J Korean Surg Soc.  2013 Feb;84(2):114-117. 10.4174/jkss.2013.84.2.114.

Primary mesenteric carcinoid tumor

Affiliations
  • 1Department of Surgery, St. Vincent's Hospital, The Catholic University of Korea College of Medicine, Suwon, Korea. hj@catholic.ac.kr
  • 2Department of Hospital Pathology, St.

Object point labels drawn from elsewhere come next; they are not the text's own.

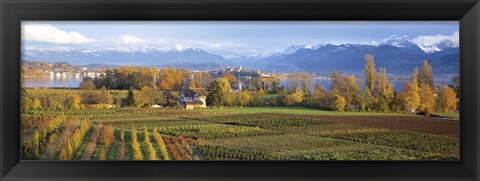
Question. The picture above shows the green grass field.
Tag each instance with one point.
(272, 133)
(248, 133)
(303, 111)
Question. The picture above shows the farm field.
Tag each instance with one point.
(250, 133)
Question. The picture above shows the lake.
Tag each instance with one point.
(73, 82)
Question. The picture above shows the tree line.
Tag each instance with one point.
(420, 95)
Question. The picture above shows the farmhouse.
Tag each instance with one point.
(192, 98)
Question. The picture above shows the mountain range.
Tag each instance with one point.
(398, 55)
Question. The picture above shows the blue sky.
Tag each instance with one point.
(229, 39)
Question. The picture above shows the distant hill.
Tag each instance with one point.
(147, 56)
(398, 55)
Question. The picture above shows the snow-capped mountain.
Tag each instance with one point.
(397, 53)
(116, 56)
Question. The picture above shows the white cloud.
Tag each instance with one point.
(433, 43)
(130, 39)
(51, 34)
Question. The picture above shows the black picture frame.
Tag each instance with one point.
(12, 12)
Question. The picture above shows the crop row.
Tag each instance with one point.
(216, 131)
(220, 152)
(399, 139)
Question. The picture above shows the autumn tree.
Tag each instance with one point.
(339, 103)
(425, 76)
(231, 78)
(146, 96)
(427, 99)
(224, 84)
(292, 99)
(74, 102)
(447, 100)
(293, 80)
(131, 100)
(243, 98)
(370, 72)
(410, 97)
(202, 78)
(384, 90)
(215, 94)
(258, 98)
(87, 84)
(351, 91)
(306, 84)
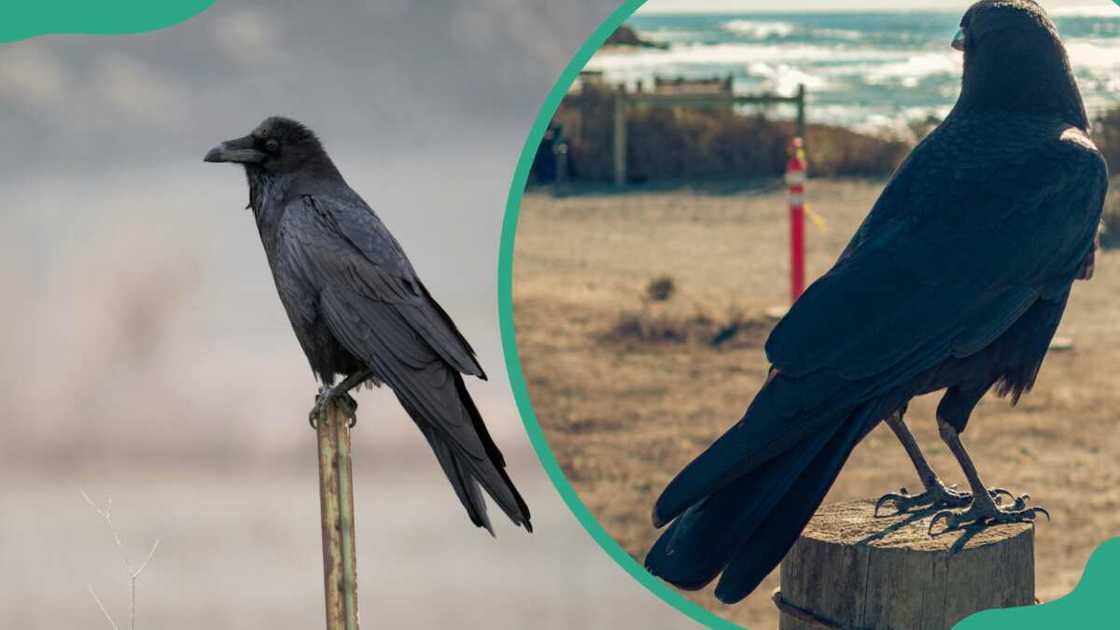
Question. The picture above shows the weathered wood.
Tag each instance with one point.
(851, 570)
(336, 501)
(619, 137)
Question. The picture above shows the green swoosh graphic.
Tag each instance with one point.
(1089, 605)
(27, 18)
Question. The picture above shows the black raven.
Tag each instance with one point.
(360, 311)
(955, 280)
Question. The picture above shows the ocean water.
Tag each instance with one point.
(870, 71)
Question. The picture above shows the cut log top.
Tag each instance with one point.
(855, 524)
(856, 571)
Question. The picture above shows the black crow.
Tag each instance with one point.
(360, 311)
(955, 280)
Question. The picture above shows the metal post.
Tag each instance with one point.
(336, 501)
(795, 179)
(619, 137)
(801, 113)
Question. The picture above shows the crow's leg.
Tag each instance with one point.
(936, 493)
(339, 392)
(983, 509)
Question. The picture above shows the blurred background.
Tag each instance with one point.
(643, 295)
(147, 358)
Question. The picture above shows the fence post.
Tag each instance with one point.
(336, 501)
(619, 136)
(854, 570)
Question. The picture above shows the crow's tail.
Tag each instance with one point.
(469, 475)
(740, 517)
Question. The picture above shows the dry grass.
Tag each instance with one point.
(682, 142)
(624, 415)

Vincent's Hospital, The Catholic University of Korea College of Medicine, Suwon, Korea.
  • 3Department of Radiology, St. Vincent's Hospital, The Catholic University of Korea College of Medicine, Suwon, Korea.

Abstract

Primary mesenteric carcinoid tumor is very rare, although secondary mesenteric involvement is common, reported as 40% to 80%. And distant metastasis rate reported as 80% to 90%, when the size is larger than 2 cm. We present a case of very rare primary mesenteric carcinoid tumor showing benign character though large size. The patient visited St. Vincent's Hospital, The Catholic University of Korea with increasing palpable abdominal mass. At laparotomy, a well encapsulated mass arising from the mesentery near the ligament of Treitz was found without any adjacent organ invasion or distant metastasis. The mass was measured as 8.2 x 7.3 cm and histopathologically benign character. At 11 months of follow up, the patient was recurrence free.

Keyword

Carcinoid tumor; Mesentery; Neoplasms

MeSH Terms

Carcinoid Tumor
Follow-Up Studies
Humans
Korea
Laparotomy
Ligaments
Mesentery
Neoplasm Metastasis
Recurrence

Figure

  • Fig. 1 Computed tomography scan shows well-defined and complex density mass in mesentery or adjacent proximal jejunum.

  • Fig. 2 Well-capsulated mass originated near the ligament of Treitz.

  • Fig. 3 (A) Cells composing tumor are arranged in trabecular pattern and well encapsulated (H&E, ×40). (B) Cellular nucleus has coarsely granular chromatin pattern without mitosis (H&E, ×400).

  • Fig. 4 Tumor expresses strong positivity in immunohisochemical stain with synaptophysin (A), CD56 (B), and cytokeratin (C) (×200).